On Sun, Aug 11, 2019 at 1:02 PM Jan Kratochvil jan.kratochvil@redhat.com wrote:
On Sun, 11 Aug 2019 20:54:28 +0200, Chris Murphy wrote:
and likely experiences data loss and possibly even file system corruption as a direct consequence of having to force power off on the machine because for all practical purposes normal control has been lost.
Not really, this is what journaling filesystem is there for.
Successful journal replay obviates the need for fsck, it has nothing to do with avoiding corruption. And in any case, anything the user is working on that isn't already saved and committed to stable media, isn't going to survive the poweroff.
But then there still can be an application-level data corruptions if an application does not handle its sudden termination properly. Which should be rare but IIRC I did see it for example with Firefox.
I think the point at which the mouse pointer has frozen, the user has no practical means of controlling or interacting with the system, it's a failure.

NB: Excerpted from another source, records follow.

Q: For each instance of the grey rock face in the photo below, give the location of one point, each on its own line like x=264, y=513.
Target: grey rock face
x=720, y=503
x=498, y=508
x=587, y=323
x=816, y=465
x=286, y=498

In the short term, is it reasonable and possible, to get the oom killer to trigger sooner and thereby avoid the system becoming unresponsive in the first place? The oom score for most all processes is 0, and niced processes have their oom score increased. I'm not seeing levers to control how aggressive it is, only a way of hinting at which processes can be more readily subject to being killed. In fact, a requirement of oom killer is that swap is completely consumed, which if swap is on anything other than a fast SSD, swapping creates its own performance problems way before oom can be a rescuer. I think I just argued against my own question.